Can I build a course from a PDF without rewriting everything?
Yes, that is the core use case. The AI reads your PDF and generates a curriculum draft based on the content already in the document. You review and refine the draft rather than starting from a blank page. Most creators find they rewrite individual lesson introductions or add clarifying paragraphs, but the structural work — figuring out what modules and lessons the course needs — is handled automatically.
What types of documents work best?
PDFs with clear heading structure and substantial prose work best. That includes workbooks, frameworks, how-to guides, workshop handouts, white papers, e-books, and long-form blog exports. Very short documents (under five pages) tend to produce thin course outlines. Documents that are mostly images, tables, or slides without body text are harder for the AI to extract teaching content from, though it will still attempt a draft.
Can I mix written lessons with video after building from a PDF?
Yes. The PDF gives you the curriculum structure, but you are not locked into text-only lessons. Once the draft is generated, you can open any lesson and add a video block, embed a Mux or direct video upload, attach downloadable files, or add a quiz. Many creators use the PDF-to-course flow to build the course skeleton and then record short supporting videos for the lessons that benefit most from a visual walkthrough.
How does this compare to manually building a course from scratch?
Manually creating a course means writing the outline, naming modules and lessons, writing descriptions, deciding on structure, and only then writing the actual lesson content — all before you build anything on a platform. With CourseOS, the AI handles that structural work first using your document as input. You skip the blank-outline phase entirely and jump straight to reviewing and refining a real draft. For most creators, this reduces initial course build time from several weeks to two or three focused sessions.
Will students know the course came from a PDF?
Not unless you tell them. The published course looks like any other structured online course — it has modules, lessons, lesson content, a checkout page, and a learner portal. The source format you used to build it is a production detail, not something visible to students. What they experience is a well-organized course with clear lesson progression, not a reformatted PDF.
Can I protect certain lessons behind a paywall and offer previews?

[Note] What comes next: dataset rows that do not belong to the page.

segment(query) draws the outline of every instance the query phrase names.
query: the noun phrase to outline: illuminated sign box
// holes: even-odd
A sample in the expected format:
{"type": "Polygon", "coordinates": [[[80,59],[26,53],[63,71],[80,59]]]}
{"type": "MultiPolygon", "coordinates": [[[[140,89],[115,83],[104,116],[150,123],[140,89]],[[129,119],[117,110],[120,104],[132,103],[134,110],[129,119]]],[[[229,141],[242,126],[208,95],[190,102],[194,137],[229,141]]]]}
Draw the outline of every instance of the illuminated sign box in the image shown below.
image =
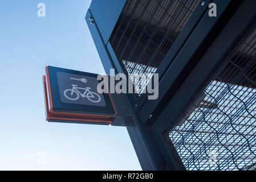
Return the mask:
{"type": "Polygon", "coordinates": [[[111,124],[116,116],[110,94],[99,93],[97,75],[47,67],[43,76],[48,122],[111,124]]]}

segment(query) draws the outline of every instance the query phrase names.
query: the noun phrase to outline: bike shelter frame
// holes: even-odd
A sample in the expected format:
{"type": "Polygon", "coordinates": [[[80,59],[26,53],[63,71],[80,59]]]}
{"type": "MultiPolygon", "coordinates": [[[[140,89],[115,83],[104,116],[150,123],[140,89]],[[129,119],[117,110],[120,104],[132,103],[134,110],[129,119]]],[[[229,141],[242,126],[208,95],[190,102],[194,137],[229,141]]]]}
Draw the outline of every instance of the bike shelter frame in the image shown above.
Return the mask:
{"type": "MultiPolygon", "coordinates": [[[[116,3],[111,5],[115,4],[115,8],[112,8],[104,1],[93,0],[86,16],[108,75],[110,69],[115,69],[116,73],[124,72],[108,39],[126,1],[114,1],[116,3]],[[107,21],[111,19],[108,25],[107,21]]],[[[256,15],[254,1],[205,2],[206,5],[197,8],[159,68],[159,99],[138,101],[133,94],[123,94],[133,115],[126,122],[127,131],[144,170],[185,169],[173,146],[166,139],[170,129],[177,125],[170,126],[170,121],[196,97],[196,93],[213,75],[256,15]],[[218,5],[217,17],[208,15],[207,5],[210,2],[218,5]],[[174,61],[169,65],[172,59],[174,61]],[[151,114],[153,117],[149,117],[151,114]]],[[[113,100],[113,102],[119,101],[113,100]]]]}

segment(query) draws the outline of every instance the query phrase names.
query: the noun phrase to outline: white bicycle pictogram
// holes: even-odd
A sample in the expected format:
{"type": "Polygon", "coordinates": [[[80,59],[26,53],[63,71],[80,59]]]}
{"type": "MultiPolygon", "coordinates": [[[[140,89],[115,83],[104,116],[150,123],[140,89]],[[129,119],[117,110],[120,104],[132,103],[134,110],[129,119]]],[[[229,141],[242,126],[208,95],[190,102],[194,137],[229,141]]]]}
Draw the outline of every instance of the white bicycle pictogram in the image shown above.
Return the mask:
{"type": "MultiPolygon", "coordinates": [[[[76,78],[70,78],[71,80],[77,80],[76,78]]],[[[82,80],[84,82],[86,82],[84,80],[82,80]]],[[[86,80],[87,82],[87,80],[86,80]]],[[[64,91],[64,96],[70,100],[71,101],[76,101],[79,99],[80,97],[82,98],[87,97],[87,99],[91,102],[94,103],[97,103],[100,102],[101,98],[100,96],[99,96],[96,93],[91,92],[90,87],[86,87],[86,88],[79,88],[78,87],[78,85],[72,84],[72,89],[68,89],[64,91]],[[80,92],[78,90],[83,90],[84,92],[83,93],[80,92]]]]}

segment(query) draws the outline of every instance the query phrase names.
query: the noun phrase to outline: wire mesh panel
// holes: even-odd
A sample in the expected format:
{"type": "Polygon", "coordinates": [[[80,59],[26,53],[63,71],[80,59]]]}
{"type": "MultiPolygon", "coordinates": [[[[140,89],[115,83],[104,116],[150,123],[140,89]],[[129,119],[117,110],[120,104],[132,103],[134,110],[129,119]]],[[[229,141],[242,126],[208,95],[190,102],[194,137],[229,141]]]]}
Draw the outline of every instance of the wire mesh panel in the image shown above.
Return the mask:
{"type": "Polygon", "coordinates": [[[256,28],[169,136],[188,170],[256,169],[256,28]]]}
{"type": "Polygon", "coordinates": [[[139,96],[200,2],[127,1],[109,40],[126,73],[148,75],[133,82],[139,96]]]}

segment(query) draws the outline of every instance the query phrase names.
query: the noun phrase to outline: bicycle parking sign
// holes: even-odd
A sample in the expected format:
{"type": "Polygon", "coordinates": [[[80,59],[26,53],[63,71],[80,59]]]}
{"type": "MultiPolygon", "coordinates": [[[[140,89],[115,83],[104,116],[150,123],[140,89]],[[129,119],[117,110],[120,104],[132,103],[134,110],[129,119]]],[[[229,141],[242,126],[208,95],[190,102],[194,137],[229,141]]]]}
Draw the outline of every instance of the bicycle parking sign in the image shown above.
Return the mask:
{"type": "Polygon", "coordinates": [[[105,107],[101,94],[97,92],[98,81],[95,77],[58,72],[60,100],[65,103],[105,107]]]}
{"type": "Polygon", "coordinates": [[[111,123],[116,116],[109,93],[99,93],[97,75],[47,67],[43,76],[46,120],[111,123]]]}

Yes. You can mark individual lessons as free previews that anyone can read without enrolling, which is useful for demonstrating course quality before purchase. The remaining lessons are access-controlled behind enrollment. This lets you show potential students what the course is like without giving away the core paid content.
What happens to my PDF after I upload it?
The document is used to generate your course draft and then stored securely in your account. You can re-run generation or reference it later when adding new lessons. CourseOS does not republish your document or use it to train models. You retain full ownership of your source material.